The first effective intervention had come from Woodrow Wilson, who agreed to transfer what would be named "Wilsonian Armenia" back to the Armenians in the Treaty of Sèvres.

===Revolution Perspective===

Ottoman Armenians educated with the European Way began to make attempts in forming organizations—secret societies and local groups such as the Protectors of the Fatherland (1881) which was established in Erzurum. Protectors of the Fatherland was almost certainly affected by the ideas of the French Revolution and Greek Revolution, as "Freedom or Death" was their motto.

The Armenian national liberation movement gathered momentum with the establishment of the Armenian Revolutionary Federation, Social Democrat Hunchakian Party, and Armenakan (later named as Ramgavar). The Social Democrat Hunchakian Party (Hentchaks) had the goal to gain Armenia's independence from the Ottoman Empire. The Armenian Revolutionary Federation (ARF) originally aimed for autonomy of the Armenian-populated areas, which changed to the establishment of an Armenian state with the coming years. The ARF adopted a decentralized modus operandi, according to which the various chapters in different countries were allowed to plan and implement policies in tune with their local political atmosphere.

From 1880 to 1890, the local communication channels were developed. The organizations were fully functional in Ankara, Amasya, Çorum, Diyarbakır, Yozgat, and Tokat.
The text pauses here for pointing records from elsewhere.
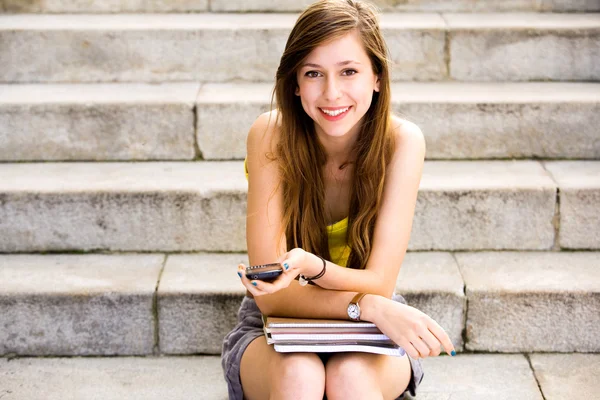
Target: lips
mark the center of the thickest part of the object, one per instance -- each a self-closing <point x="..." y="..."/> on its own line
<point x="334" y="117"/>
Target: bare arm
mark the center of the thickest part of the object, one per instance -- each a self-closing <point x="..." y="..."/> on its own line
<point x="392" y="229"/>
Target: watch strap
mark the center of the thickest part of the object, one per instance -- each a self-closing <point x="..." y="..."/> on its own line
<point x="355" y="300"/>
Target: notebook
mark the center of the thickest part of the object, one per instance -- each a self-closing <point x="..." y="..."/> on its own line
<point x="327" y="336"/>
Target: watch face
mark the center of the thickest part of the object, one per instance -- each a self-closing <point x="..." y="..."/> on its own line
<point x="353" y="311"/>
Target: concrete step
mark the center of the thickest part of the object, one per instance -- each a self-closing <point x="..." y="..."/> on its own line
<point x="209" y="46"/>
<point x="466" y="376"/>
<point x="201" y="206"/>
<point x="165" y="6"/>
<point x="181" y="121"/>
<point x="141" y="304"/>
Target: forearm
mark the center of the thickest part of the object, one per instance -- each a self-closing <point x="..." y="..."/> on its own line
<point x="314" y="302"/>
<point x="341" y="278"/>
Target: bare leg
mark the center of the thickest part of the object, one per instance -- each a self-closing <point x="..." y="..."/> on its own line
<point x="266" y="374"/>
<point x="366" y="376"/>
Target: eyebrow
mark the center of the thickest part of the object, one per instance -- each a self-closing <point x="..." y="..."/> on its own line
<point x="338" y="64"/>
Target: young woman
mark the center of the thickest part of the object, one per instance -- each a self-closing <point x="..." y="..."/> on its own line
<point x="332" y="187"/>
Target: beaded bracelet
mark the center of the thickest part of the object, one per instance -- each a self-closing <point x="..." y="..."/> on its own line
<point x="304" y="280"/>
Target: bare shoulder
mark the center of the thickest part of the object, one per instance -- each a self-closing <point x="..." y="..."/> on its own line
<point x="407" y="131"/>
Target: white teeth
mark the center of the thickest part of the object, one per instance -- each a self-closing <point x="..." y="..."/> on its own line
<point x="334" y="113"/>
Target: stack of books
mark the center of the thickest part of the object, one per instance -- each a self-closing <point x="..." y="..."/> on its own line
<point x="327" y="336"/>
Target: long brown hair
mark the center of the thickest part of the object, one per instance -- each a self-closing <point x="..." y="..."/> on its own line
<point x="299" y="153"/>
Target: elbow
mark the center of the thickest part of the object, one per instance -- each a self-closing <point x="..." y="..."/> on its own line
<point x="262" y="302"/>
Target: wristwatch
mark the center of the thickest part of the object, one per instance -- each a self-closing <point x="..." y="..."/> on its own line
<point x="354" y="308"/>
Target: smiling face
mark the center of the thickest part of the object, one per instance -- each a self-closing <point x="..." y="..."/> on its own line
<point x="336" y="84"/>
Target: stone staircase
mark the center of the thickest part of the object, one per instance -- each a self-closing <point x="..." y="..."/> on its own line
<point x="122" y="194"/>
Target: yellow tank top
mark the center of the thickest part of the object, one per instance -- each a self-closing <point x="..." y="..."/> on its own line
<point x="336" y="234"/>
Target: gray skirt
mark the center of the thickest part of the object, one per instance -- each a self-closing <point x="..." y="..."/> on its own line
<point x="250" y="326"/>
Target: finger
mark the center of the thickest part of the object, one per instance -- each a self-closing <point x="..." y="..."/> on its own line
<point x="247" y="282"/>
<point x="421" y="347"/>
<point x="281" y="259"/>
<point x="410" y="349"/>
<point x="442" y="336"/>
<point x="432" y="342"/>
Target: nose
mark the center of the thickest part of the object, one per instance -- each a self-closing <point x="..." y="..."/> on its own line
<point x="332" y="90"/>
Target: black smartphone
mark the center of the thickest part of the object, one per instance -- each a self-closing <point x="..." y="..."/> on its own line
<point x="264" y="272"/>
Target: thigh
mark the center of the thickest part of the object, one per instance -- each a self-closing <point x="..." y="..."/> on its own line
<point x="260" y="364"/>
<point x="389" y="373"/>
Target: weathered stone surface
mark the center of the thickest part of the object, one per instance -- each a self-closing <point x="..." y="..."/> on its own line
<point x="149" y="122"/>
<point x="105" y="6"/>
<point x="579" y="187"/>
<point x="431" y="282"/>
<point x="198" y="299"/>
<point x="478" y="376"/>
<point x="570" y="5"/>
<point x="503" y="120"/>
<point x="113" y="378"/>
<point x="538" y="301"/>
<point x="77" y="6"/>
<point x="225" y="114"/>
<point x="97" y="122"/>
<point x="160" y="206"/>
<point x="524" y="46"/>
<point x="199" y="47"/>
<point x="201" y="206"/>
<point x="479" y="205"/>
<point x="77" y="304"/>
<point x="459" y="119"/>
<point x="567" y="376"/>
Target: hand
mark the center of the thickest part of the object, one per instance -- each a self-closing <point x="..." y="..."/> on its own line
<point x="417" y="333"/>
<point x="295" y="260"/>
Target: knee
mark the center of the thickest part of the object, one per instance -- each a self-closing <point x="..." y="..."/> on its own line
<point x="347" y="373"/>
<point x="301" y="371"/>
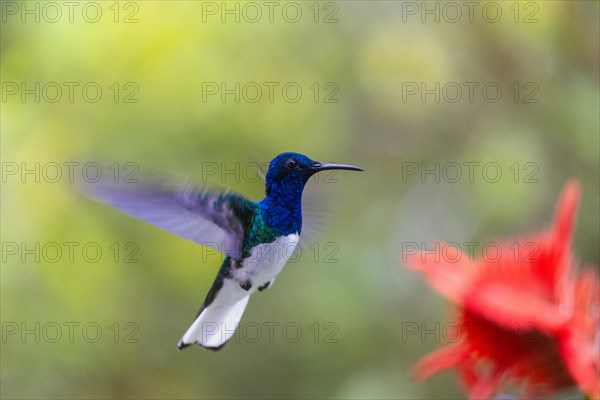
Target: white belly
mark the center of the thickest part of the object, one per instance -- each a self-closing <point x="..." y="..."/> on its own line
<point x="266" y="261"/>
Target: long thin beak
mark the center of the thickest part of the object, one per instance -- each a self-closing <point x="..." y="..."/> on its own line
<point x="316" y="167"/>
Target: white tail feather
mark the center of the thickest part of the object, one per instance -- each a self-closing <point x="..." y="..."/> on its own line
<point x="215" y="325"/>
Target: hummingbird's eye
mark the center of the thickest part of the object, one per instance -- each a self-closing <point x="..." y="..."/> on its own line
<point x="291" y="164"/>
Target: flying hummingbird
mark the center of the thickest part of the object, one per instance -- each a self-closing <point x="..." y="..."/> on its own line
<point x="256" y="237"/>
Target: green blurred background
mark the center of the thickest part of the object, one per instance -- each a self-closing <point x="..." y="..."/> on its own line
<point x="360" y="300"/>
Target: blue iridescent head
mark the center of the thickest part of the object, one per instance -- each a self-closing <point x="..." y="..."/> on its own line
<point x="286" y="177"/>
<point x="289" y="172"/>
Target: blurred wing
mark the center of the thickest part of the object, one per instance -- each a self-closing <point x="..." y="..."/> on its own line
<point x="206" y="217"/>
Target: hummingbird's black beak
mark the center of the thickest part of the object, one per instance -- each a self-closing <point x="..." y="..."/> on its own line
<point x="316" y="167"/>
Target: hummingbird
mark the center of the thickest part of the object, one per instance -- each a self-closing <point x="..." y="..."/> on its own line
<point x="256" y="237"/>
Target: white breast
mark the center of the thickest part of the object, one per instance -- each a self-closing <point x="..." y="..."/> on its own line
<point x="266" y="261"/>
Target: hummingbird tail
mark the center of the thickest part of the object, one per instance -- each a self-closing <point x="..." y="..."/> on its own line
<point x="215" y="325"/>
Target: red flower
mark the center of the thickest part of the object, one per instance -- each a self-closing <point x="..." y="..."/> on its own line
<point x="526" y="317"/>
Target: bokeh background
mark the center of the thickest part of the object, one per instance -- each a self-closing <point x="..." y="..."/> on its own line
<point x="349" y="294"/>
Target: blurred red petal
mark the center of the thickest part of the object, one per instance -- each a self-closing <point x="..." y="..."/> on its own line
<point x="514" y="307"/>
<point x="450" y="279"/>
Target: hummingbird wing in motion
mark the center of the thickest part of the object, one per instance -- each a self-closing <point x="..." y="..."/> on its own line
<point x="210" y="218"/>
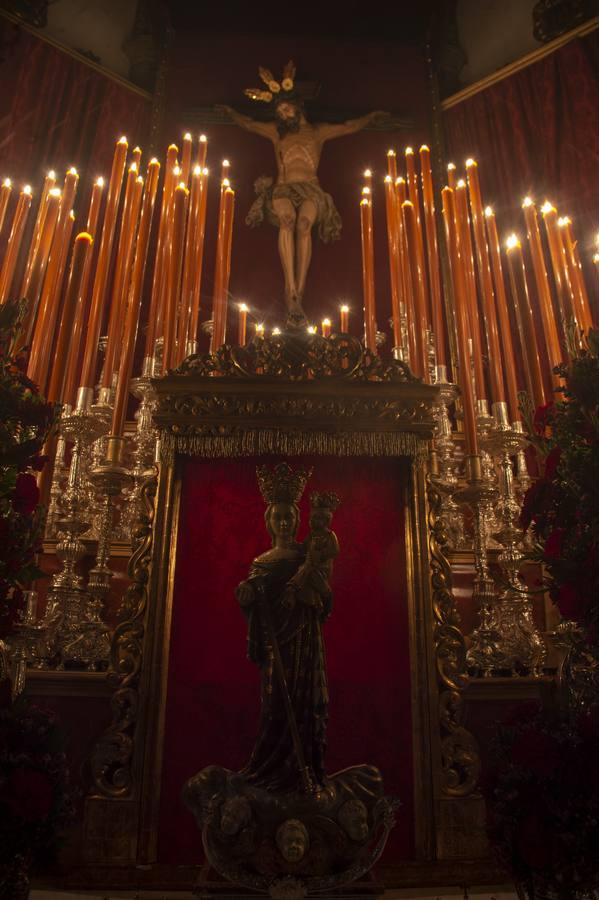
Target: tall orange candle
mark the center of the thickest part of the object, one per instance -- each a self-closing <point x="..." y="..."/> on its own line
<point x="505" y="328"/>
<point x="558" y="264"/>
<point x="462" y="329"/>
<point x="154" y="329"/>
<point x="542" y="284"/>
<point x="394" y="263"/>
<point x="466" y="261"/>
<point x="486" y="282"/>
<point x="90" y="354"/>
<point x="344" y="318"/>
<point x="242" y="325"/>
<point x="579" y="292"/>
<point x="174" y="273"/>
<point x="421" y="366"/>
<point x="524" y="317"/>
<point x="14" y="243"/>
<point x="133" y="307"/>
<point x="368" y="274"/>
<point x="5" y="192"/>
<point x="64" y="344"/>
<point x="122" y="272"/>
<point x="430" y="226"/>
<point x="199" y="255"/>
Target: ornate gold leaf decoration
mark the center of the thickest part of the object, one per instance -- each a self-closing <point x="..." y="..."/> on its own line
<point x="459" y="751"/>
<point x="111" y="761"/>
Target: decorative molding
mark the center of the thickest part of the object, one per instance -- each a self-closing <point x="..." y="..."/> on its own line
<point x="525" y="61"/>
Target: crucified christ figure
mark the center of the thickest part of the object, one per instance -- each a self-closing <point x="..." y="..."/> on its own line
<point x="296" y="202"/>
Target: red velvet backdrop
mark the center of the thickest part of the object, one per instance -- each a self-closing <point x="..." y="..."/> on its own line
<point x="356" y="76"/>
<point x="537" y="132"/>
<point x="213" y="692"/>
<point x="56" y="112"/>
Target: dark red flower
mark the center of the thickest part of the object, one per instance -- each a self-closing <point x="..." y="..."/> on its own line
<point x="552" y="462"/>
<point x="536" y="752"/>
<point x="572" y="604"/>
<point x="543" y="416"/>
<point x="554" y="543"/>
<point x="29" y="794"/>
<point x="26" y="494"/>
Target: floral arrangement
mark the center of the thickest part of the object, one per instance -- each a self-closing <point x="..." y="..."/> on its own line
<point x="36" y="800"/>
<point x="25" y="422"/>
<point x="542" y="792"/>
<point x="563" y="504"/>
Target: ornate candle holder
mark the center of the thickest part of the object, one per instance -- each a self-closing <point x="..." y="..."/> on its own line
<point x="66" y="615"/>
<point x="478" y="495"/>
<point x="519" y="645"/>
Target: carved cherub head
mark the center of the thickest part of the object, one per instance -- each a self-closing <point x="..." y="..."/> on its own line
<point x="292" y="840"/>
<point x="235" y="814"/>
<point x="353" y="818"/>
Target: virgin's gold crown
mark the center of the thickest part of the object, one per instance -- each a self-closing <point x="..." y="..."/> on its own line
<point x="282" y="484"/>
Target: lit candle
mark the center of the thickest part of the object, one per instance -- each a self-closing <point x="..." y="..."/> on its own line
<point x="394" y="265"/>
<point x="186" y="159"/>
<point x="199" y="254"/>
<point x="432" y="255"/>
<point x="14" y="243"/>
<point x="242" y="324"/>
<point x="134" y="299"/>
<point x="392" y="164"/>
<point x="5" y="192"/>
<point x="579" y="293"/>
<point x="64" y="344"/>
<point x="558" y="263"/>
<point x="174" y="281"/>
<point x="368" y="274"/>
<point x="486" y="283"/>
<point x="554" y="352"/>
<point x="524" y="318"/>
<point x="90" y="353"/>
<point x="462" y="329"/>
<point x="505" y="328"/>
<point x="451" y="176"/>
<point x="122" y="272"/>
<point x="420" y="366"/>
<point x="344" y="318"/>
<point x="466" y="258"/>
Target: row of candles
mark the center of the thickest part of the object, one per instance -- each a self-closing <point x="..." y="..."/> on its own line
<point x="555" y="295"/>
<point x="74" y="288"/>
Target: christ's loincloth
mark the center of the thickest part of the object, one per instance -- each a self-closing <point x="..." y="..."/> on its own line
<point x="328" y="219"/>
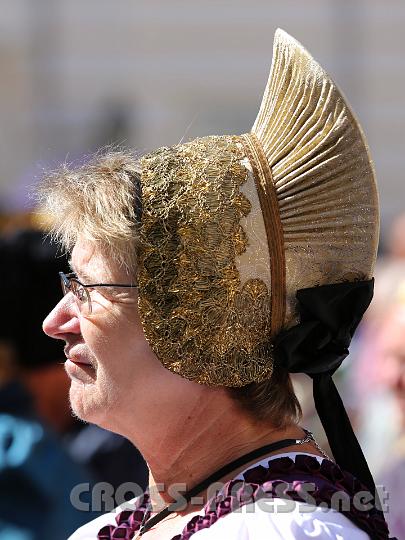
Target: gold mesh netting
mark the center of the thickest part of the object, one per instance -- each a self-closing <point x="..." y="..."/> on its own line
<point x="205" y="269"/>
<point x="201" y="322"/>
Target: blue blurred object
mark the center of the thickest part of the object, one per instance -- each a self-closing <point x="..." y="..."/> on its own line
<point x="36" y="475"/>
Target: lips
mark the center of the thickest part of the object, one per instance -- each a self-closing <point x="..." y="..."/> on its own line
<point x="72" y="353"/>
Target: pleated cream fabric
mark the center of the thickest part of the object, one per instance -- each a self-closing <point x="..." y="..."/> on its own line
<point x="233" y="226"/>
<point x="322" y="172"/>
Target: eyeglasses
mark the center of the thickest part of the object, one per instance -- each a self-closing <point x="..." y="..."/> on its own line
<point x="81" y="292"/>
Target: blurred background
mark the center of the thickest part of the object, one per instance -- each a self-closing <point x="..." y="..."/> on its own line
<point x="76" y="76"/>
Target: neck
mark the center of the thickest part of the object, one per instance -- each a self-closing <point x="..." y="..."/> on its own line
<point x="187" y="454"/>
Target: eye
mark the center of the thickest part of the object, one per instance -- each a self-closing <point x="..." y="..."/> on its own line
<point x="80" y="293"/>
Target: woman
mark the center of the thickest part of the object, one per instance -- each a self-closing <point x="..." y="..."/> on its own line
<point x="203" y="276"/>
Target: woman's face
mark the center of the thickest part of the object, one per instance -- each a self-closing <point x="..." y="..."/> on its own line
<point x="115" y="376"/>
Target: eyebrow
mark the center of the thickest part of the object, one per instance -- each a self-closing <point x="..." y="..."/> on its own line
<point x="81" y="274"/>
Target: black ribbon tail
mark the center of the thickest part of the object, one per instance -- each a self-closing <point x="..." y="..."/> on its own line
<point x="342" y="439"/>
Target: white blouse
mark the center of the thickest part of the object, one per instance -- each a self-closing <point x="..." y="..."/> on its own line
<point x="262" y="520"/>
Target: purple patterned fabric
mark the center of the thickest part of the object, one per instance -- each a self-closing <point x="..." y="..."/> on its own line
<point x="283" y="478"/>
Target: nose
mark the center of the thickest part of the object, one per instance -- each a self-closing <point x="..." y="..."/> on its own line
<point x="63" y="319"/>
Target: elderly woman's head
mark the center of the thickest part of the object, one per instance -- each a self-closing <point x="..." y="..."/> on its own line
<point x="204" y="273"/>
<point x="97" y="210"/>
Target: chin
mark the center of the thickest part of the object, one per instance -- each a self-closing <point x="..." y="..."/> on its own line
<point x="85" y="403"/>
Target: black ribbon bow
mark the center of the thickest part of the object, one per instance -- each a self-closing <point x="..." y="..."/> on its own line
<point x="329" y="316"/>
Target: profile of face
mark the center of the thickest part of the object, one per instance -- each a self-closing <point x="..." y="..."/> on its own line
<point x="115" y="376"/>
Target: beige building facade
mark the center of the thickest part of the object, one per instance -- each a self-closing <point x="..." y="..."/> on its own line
<point x="78" y="75"/>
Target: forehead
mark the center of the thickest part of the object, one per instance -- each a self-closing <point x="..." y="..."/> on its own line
<point x="92" y="262"/>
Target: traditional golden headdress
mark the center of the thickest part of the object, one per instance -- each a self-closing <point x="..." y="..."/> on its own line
<point x="234" y="226"/>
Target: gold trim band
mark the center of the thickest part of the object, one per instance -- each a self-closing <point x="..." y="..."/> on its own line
<point x="274" y="229"/>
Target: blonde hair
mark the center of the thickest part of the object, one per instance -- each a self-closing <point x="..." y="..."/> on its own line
<point x="96" y="200"/>
<point x="99" y="200"/>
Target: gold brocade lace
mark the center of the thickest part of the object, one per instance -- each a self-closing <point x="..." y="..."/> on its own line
<point x="198" y="318"/>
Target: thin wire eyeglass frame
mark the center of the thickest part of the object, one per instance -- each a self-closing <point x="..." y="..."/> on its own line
<point x="81" y="291"/>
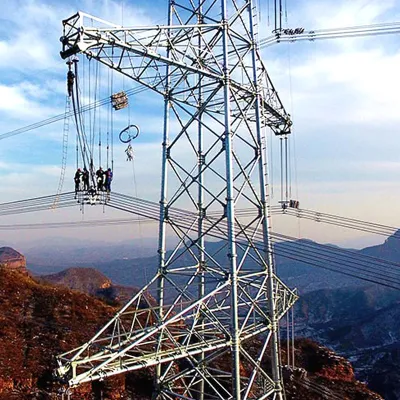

In 1893, they began to publish propaganda toward the non-Armenian subjects. The main theme of these materials were that people should take control of their own life against the oppressors. The propaganda did not have any effect on the Muslims. These activities ended with clashes between the Armenian revolutionaries and Ottoman police. Most revolutionaries received jail time. The Ottoman Empire and Britain would then negotiate the release of the activists. Some British observers concluded that Armenian revolutionaries were the responsible party. Local authorities took initiative against the revolutionaries, as they were cutting telegraph wires and bombing government buildings. Britain or European powers concluded that further intervention would end with sectarian conflict.

Armenians mainly lived in the intersection of three empires: the Ottoman Empire, Russian Empire, and Persian Empire. The Armenian diaspora, which lived in mainly Europe, was composed of the elite, who were being educated in European universities or performing the trade. The Armenians in Europe began to hold meetings about their oppressed status, leading to the foundation of parties that would formalize "national politics" under Armenakans, Hnchakians, and Dashnaks with the coming years. These secret societies (or parties for some) which developed "National Policies", stated goals such as "freeing the Armenians from the Ottoman Empire by any means possible". H. K. Vartanian wrote that the Armenian revolutionary movement was a direct and necessary response to the increasingly intolerable social, economic, and political conditions of the decaying and declining Ottoman Empire in the 19th century.

The Armenian national movement was an international movement. However, the practical center of gravity for Armenian revolutionaries was within the Armenians in the Russian Empire, where Armenians could meet, organize funds, and send materials to their comrades in the Ottoman Empire easily. The organization that was founded in Geneva (Europe), mostly by active Russian Armenians, took the idea of nationalism and gave it a clear imprint of Caucasian revolutionary thought in 1887. Caucasian revolutionary thought was directed at the Ottoman Empire, which the diaspora saw as its homeland. The Young Armenia Society was founded in 1889 by Kristapor Mikayelian, and organized Fedayee campaigns into Ottoman territory. The Tsarist regime cracked down on any attempt by Russian Armenians to engage in action across the border, a leading example being the Gugunian Expedition of 1890.

The Bashkaleh Resistance was the first recorded bloody encounter between the Armenians and the Ottoman Empire, in May 1889.